Many "shade tree mechanics" have their own set of ramps, some with hydraulic lifts like this one.

But if I could rent a real lift for (say) $44.95 an hour, and could schedule the time, I could get a lot more done very quickly. Oil change, tires, brakes; could do several things at once. Plus, the rental could come with a standard set of basic tools, which in the case of auto repair is both standard and quite specialized. Would need a way to check all the tools are there at the end, and are unbroken, but that should be possible if we can just use electronics to reduce (say it with me!) transaction costs.

Okay, the $44.95 is NOT HYPOTHETICAL! Anything I can imagine, some entrepreneur has already tried.  That one is in Denver, by the way. A video, if you are interested:

Given the labor shortages plaguing many parts of the country, we might see apps/facilities that rent out auto lifts, commercial kitchens....what else, folks?  The sky is the limit, if the sky were transaction costs.

Monday, October 18, 2021

Transaction Costs in Everything: "MiLaw Who Needs Constant Attention"

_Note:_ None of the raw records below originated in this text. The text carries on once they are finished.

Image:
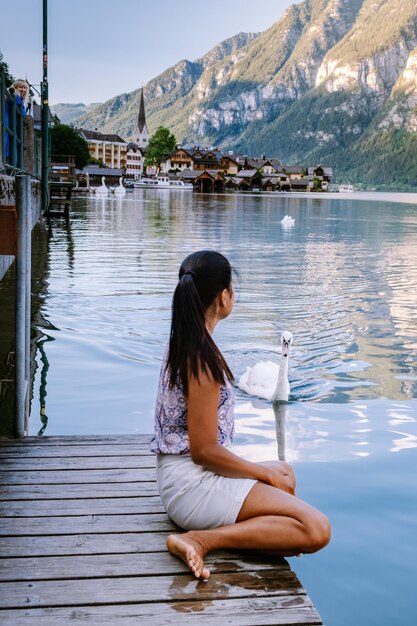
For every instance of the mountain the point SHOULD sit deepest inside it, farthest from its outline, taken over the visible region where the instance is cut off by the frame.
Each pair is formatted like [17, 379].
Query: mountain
[67, 113]
[332, 81]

CraigsList ad seeks a wedding escort for a future bride's mother-in-law, offering $1,000 for two days work.

The ad, titled "Wedding Date Wanted for Mother-in-Law," was posted on July 11 to the Hudson Valley Craigslist, Times Union reported. The ad said it was looking for someone available for an August wedding in Hudson Valley.

"She needs constant attention and supervision," the ad read. "She will probably wear white and try to escalate small dramas - your job is simply to distract and de-escalate. Flatter her for 2 days and make an easy $1,000."

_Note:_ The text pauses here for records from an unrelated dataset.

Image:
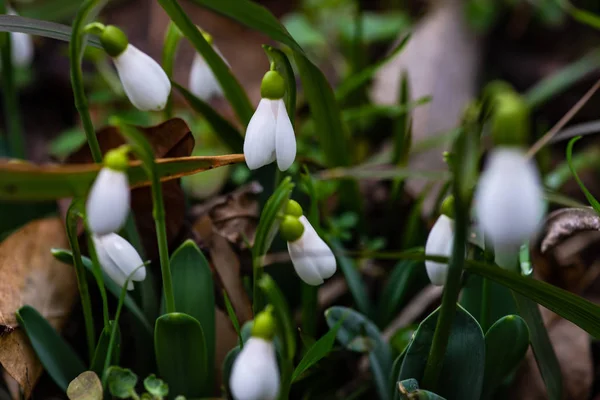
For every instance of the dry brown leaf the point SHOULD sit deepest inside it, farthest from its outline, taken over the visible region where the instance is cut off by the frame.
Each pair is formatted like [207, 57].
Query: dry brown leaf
[30, 275]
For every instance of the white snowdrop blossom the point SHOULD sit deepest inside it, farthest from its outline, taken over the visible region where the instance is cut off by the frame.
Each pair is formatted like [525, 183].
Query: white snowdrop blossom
[107, 205]
[439, 243]
[255, 375]
[21, 46]
[203, 83]
[313, 260]
[119, 259]
[145, 82]
[509, 199]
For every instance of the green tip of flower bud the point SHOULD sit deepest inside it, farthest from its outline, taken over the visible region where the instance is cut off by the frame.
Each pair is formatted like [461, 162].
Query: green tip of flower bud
[447, 207]
[264, 325]
[114, 40]
[272, 86]
[117, 159]
[293, 208]
[510, 123]
[291, 228]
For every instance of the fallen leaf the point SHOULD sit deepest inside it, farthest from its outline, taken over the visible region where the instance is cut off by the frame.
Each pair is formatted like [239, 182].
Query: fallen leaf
[30, 275]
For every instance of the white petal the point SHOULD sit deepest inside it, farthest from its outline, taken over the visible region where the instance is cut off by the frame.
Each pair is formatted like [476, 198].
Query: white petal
[439, 243]
[145, 82]
[259, 143]
[254, 375]
[313, 260]
[509, 198]
[108, 202]
[285, 140]
[203, 83]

I dunno. $1,000 is not much, for the set of skills and...well, "attention" that this might require.

Not putting too fine a point on it, but applicants MIGHT want to see a photo of the MiLaw in question, before a final price is negotiated.

Sunday, September 26, 2021

Don't Cross the Streams: Economies of Scale in Ignoring Sports Teams

 Three weeks ago today, Sept. 5, I paid close attention to the St. Louis Cardinals baseball game against the Brewers. The Cards lost by giving up 5 runs, in stupid and inept fashion, in the 9th inning, blowing a 5-1 lead.

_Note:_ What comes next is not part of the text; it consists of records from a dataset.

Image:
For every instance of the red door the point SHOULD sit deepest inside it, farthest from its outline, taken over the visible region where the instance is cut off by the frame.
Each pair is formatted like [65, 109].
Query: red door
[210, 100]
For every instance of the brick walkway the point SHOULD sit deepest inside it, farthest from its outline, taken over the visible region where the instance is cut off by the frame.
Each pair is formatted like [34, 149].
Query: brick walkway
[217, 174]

I announced that baseball season was (for me) OVER, and I would be ignoring the Cardinals and all of baseball from this point until Spring training, when pitchers and catchers report in February.

This promise I have kept, scrupulously. 

My impression (I wouldn't actually KNOW, of course, because I'm ignoring baseball) that soon after I unplugged the Cardinals have won some games, and are playing better. Given that their winning percentage at the time I began to ignore them was 0.51, it is a simple binomial calculation to show that the chances of them winning (say, I don't know) 15 games in a row is less than .000001. 

By any reasonable standard of inference, then, it is MY IGNORING OF THE CARDINALS that has produced any success (of which of course I am unaware, but have heard rumors). 

This is an enormous power; my good friend Christina Wolbrecht has gone so far as to suggest that I seclude myself in a remote Unibomber style cabin, to ensure that I am able to continue to ignore the Cards. I should note that Donna Gingerella has endorsed this proposal, on condition that I write home occasionally. 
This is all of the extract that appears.